Throughout much of the past decade, China's economy grew at an average reported rate of 8 percent. Massive foreign investment, which totals more than $400     
billion from the past two decades, and booming consumer and industrial markets created a demand for skilled professionals.                                    

In response, the Chinese government relaxed university enrollment standards. To ease the financial burden on the government, which subsidizes universities, students with lower admission scores were charged higher tuition.              

He Jin, an education specialist with the Ford Foundation in China, said that while many criticize the government policy, "for society, this is a much better
choice. From an educator's point of view, and even from an economist's, an educated youth waiting for a job is much better than an uneducated youth       
waiting for a job."                                                            

Balancing such a Hobson's choice is the elusive art China hoped would smooth its transition into a market-driven economy.

 

But many of Beijing's pragmatic policies are springing leaks in an education system that once lifted massive numbers of Chinese out of illiteracy.          

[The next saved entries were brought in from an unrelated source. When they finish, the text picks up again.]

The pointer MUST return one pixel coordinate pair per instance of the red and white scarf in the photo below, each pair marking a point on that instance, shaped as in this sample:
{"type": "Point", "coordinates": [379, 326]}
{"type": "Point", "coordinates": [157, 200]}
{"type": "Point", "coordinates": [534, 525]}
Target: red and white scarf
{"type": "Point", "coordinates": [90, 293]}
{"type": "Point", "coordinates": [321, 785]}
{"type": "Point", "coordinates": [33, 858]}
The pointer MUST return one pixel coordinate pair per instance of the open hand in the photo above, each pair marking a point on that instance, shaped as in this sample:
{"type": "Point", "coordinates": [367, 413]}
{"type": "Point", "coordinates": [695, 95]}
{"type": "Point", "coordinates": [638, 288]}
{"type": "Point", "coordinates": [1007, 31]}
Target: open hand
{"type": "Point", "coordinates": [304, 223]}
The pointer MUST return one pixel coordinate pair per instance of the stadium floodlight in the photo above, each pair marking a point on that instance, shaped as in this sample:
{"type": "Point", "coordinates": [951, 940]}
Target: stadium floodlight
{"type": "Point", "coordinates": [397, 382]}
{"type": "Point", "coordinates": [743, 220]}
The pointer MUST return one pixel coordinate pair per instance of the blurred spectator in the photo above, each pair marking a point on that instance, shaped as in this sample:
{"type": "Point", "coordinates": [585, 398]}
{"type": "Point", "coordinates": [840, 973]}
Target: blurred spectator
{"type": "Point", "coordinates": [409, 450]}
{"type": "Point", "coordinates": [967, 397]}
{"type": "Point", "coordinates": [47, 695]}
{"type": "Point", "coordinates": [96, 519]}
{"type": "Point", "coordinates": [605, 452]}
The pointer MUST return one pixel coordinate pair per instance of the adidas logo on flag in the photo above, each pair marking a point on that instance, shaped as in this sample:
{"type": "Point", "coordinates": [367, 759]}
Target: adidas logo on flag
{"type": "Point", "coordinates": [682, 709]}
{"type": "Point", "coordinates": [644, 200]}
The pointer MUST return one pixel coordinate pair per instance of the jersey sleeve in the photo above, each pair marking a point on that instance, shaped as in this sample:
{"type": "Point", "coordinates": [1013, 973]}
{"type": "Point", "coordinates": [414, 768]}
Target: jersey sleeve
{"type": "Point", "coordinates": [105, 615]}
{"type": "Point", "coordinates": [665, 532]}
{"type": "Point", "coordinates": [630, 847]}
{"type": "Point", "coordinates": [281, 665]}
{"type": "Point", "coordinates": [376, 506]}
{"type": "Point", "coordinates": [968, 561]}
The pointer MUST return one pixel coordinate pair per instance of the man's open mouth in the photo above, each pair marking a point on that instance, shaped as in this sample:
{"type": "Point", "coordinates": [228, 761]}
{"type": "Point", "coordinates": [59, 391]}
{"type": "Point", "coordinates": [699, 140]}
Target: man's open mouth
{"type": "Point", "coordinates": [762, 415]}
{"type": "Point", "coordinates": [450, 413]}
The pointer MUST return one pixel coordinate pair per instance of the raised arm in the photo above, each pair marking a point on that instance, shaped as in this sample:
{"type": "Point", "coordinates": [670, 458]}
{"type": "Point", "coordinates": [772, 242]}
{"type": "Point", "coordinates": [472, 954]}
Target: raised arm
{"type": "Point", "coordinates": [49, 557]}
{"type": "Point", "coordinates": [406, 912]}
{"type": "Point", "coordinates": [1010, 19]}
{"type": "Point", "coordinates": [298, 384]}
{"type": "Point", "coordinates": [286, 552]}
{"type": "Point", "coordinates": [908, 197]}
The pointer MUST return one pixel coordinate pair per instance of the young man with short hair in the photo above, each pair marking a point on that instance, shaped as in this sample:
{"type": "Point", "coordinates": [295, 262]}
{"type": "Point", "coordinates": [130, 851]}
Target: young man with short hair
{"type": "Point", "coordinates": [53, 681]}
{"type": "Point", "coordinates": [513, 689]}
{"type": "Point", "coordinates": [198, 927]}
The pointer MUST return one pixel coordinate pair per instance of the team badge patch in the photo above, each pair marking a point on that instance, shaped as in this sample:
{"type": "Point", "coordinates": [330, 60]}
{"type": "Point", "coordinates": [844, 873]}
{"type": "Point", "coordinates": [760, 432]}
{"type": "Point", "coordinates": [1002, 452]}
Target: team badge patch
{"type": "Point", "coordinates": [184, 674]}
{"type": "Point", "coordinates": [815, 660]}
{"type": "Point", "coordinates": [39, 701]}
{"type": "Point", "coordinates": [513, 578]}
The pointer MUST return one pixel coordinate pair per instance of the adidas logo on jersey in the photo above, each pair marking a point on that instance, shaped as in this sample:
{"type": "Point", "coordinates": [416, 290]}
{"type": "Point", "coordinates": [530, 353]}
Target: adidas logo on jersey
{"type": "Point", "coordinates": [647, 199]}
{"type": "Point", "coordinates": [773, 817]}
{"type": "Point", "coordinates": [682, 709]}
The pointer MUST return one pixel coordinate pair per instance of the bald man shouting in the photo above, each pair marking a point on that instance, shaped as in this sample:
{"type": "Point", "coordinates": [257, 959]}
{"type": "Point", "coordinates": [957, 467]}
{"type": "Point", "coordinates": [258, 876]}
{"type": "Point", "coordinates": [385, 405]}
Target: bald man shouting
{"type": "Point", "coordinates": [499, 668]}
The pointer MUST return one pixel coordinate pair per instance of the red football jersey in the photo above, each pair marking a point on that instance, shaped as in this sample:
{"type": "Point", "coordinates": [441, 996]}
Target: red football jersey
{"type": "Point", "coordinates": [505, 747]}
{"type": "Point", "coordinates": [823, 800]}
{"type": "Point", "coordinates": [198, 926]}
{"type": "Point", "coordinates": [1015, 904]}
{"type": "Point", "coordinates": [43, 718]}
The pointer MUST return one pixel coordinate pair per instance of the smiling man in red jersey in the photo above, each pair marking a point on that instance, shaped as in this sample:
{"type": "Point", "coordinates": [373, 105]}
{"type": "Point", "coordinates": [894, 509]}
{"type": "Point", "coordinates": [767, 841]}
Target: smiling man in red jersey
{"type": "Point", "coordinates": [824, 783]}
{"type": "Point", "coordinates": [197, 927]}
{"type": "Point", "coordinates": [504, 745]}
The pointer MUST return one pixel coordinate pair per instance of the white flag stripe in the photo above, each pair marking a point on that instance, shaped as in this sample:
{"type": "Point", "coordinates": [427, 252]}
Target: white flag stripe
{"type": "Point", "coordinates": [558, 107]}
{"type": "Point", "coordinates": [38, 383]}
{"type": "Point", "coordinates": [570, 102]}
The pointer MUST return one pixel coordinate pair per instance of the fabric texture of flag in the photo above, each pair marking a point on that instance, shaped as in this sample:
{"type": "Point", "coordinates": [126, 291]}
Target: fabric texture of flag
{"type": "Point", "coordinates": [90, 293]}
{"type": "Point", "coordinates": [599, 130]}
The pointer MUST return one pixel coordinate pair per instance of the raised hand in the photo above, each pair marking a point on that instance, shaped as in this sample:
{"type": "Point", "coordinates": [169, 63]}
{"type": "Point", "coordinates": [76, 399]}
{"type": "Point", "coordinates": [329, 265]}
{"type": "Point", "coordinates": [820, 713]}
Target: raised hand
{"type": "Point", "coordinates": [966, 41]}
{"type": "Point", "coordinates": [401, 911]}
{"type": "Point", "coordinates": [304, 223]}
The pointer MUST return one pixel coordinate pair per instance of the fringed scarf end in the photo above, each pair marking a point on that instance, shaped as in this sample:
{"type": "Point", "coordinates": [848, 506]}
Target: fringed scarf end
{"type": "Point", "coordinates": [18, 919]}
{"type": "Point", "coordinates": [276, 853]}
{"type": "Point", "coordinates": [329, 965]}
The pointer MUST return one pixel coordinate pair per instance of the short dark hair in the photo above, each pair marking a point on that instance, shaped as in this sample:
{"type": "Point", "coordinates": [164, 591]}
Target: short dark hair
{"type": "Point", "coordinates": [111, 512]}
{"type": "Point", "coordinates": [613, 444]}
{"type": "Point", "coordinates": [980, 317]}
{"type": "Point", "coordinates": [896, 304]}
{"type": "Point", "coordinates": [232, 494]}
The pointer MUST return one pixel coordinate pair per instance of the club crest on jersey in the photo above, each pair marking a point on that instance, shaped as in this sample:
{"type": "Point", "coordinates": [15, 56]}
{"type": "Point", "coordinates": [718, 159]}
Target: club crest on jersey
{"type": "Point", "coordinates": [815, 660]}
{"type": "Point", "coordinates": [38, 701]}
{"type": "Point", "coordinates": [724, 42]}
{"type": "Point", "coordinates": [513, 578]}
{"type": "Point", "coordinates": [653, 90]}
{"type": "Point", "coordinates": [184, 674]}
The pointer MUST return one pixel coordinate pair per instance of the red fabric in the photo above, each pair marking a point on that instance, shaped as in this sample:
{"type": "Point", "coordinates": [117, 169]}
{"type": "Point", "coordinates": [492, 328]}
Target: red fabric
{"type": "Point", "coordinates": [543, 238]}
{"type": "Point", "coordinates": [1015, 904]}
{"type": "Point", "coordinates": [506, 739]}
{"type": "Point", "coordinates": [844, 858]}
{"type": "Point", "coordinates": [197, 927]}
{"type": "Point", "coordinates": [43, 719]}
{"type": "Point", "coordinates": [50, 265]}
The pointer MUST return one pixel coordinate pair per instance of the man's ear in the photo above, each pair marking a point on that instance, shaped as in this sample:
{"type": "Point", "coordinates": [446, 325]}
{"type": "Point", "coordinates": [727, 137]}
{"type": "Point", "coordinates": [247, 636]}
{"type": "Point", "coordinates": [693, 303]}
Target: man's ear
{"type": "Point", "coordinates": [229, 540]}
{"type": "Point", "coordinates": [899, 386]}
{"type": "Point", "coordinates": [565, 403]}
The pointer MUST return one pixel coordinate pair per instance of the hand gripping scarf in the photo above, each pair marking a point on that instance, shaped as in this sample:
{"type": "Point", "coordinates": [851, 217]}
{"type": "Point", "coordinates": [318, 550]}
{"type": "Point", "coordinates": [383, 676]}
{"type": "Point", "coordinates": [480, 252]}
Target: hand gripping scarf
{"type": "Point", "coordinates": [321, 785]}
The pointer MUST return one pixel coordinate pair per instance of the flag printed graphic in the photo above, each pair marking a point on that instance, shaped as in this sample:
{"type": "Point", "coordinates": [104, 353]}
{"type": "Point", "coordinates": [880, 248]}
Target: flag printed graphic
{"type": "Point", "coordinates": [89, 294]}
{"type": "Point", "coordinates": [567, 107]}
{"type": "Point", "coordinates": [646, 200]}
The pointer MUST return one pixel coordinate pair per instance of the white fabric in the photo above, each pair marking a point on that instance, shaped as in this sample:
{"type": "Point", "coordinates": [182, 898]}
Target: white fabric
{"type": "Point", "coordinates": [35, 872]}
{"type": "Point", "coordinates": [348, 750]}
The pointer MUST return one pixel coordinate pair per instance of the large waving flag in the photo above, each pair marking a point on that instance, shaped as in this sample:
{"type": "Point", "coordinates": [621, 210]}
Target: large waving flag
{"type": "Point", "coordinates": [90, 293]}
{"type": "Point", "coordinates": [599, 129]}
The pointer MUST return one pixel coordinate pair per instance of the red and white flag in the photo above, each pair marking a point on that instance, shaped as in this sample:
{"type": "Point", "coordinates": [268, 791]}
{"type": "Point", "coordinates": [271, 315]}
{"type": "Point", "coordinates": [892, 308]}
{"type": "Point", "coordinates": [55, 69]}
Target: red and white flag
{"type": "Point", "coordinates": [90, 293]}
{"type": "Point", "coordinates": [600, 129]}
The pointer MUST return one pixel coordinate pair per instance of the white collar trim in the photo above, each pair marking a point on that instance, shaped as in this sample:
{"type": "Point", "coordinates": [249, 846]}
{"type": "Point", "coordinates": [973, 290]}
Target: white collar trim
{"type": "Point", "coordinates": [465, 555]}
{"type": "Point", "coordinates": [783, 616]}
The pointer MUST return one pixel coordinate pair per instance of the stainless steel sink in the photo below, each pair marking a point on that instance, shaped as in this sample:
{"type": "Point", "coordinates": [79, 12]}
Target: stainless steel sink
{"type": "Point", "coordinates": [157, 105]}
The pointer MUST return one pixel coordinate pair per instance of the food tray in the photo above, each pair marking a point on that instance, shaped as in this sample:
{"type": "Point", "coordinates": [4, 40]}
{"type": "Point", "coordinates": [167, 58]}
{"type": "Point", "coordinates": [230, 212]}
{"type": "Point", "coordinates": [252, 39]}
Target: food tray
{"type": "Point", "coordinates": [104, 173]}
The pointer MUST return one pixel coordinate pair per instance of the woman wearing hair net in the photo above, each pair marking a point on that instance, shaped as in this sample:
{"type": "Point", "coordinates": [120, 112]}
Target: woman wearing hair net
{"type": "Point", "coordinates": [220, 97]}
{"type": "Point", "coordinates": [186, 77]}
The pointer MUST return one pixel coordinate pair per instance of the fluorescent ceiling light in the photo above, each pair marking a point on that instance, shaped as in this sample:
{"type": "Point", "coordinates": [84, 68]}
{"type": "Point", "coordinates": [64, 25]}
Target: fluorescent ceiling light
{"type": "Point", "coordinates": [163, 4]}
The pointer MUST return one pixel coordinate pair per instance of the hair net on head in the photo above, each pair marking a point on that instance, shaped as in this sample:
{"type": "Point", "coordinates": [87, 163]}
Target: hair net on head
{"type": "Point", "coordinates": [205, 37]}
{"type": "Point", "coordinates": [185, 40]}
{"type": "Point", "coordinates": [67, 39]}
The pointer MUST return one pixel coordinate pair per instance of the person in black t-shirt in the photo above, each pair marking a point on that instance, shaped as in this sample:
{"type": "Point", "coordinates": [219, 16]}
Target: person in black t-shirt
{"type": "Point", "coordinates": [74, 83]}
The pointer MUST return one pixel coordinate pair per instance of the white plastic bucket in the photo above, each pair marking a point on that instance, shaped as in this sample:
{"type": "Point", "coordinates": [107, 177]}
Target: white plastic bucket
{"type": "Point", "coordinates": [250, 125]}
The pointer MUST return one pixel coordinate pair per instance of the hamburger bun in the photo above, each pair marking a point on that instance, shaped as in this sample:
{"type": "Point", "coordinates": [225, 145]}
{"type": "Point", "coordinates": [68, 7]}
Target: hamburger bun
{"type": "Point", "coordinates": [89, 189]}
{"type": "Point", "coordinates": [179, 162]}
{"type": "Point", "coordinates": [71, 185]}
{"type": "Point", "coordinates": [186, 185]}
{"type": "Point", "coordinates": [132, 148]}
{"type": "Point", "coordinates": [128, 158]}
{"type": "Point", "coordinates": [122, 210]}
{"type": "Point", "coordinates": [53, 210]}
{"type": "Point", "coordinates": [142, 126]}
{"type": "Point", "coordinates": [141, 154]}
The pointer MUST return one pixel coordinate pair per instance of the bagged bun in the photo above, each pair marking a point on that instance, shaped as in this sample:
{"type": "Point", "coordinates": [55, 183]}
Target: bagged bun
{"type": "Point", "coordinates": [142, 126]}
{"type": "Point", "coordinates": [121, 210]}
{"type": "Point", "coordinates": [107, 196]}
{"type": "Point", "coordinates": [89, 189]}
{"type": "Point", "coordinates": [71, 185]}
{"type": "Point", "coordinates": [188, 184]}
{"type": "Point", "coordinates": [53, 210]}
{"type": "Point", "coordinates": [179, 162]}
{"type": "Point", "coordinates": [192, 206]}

China is investing heavily in the creation of world-class educational institutions, which it sees as the engines of growth in a knowledge economy.   
However, specialists such as He Jin said this is being done at the expense of weaker sections of society.

 

In Beijing, the government generously funds the preparatory schools and top universities that are seen as breeding grounds for China's brightest. The 4,000
students at the prestigious People's High School are taught by a team of 360 teachers.                                                                      

The school, which has an exchange program with Phillips Academy in Andover, Mass., offers electives ranging from astronomy to DNA analysis.                

Students are also offered such extracurricular activities as nationally recognized sports teams, a symphony orchestra that performs internationally, a theater group, and several dance troupes.                                      

Zai Xiao Ning, the vice principal, declined to divulge how much it costs to run his school, but there appear to be few budgetary constraints.                  

Less elite schools face a very different reality. At the School of Outstanding Students in Beijing's northern outskirts, 570 boys and girls packed into shabby concrete classrooms shout out lessons in the rote-style learning of old.

 

"All our students are children of migrant workers," said Nan Ya Ling, the vice principal. "They cannot afford to go to local [public] schools," where fees cost the equivalent of $37 a month.

 

Officially, all Chinese children are entitled to nine years of free education. But the government's decision to control educational expenditures has led to   
the introduction of supplementary fees in most schools.

 

Sun Wang, a recent high school graduate from Henan Province, said students frequently also pay "admission fees," sometimes officially, sometimes not, to  
enter better schools. The one-time fees range from the equivalent of $250 to $1,250 - with students with lower scores in admission exams paying more, he    
said.                                                                          

For urban households that have benefited from the growing Chinese economy, such charges are not barriers to accessing education. But to others they are insurmountable.

 

He Jin says the imperatives of growth and constraints on funding are leading Beijing to focus education resources where they yield the most, not necessarily
where they are needed.

 

Ironically, this is resulting in China's state-sponsored capitalism creating a  hierarchy of the privileged that mirrors the social division that natural      
capitalism has formed in the West.                                             

"It is a question of equity," said He, who argues that the emphasis on developing quality education for a few, as opposed to universal education for  
all, is further tilting China's unbalanced development.

 

Far removed from the debate, Gao Shan, 14, who attends the School of Outstanding Students, knows her future is uncertain. "I want to become a       
policewoman," she said. "But I fear I may never be able to."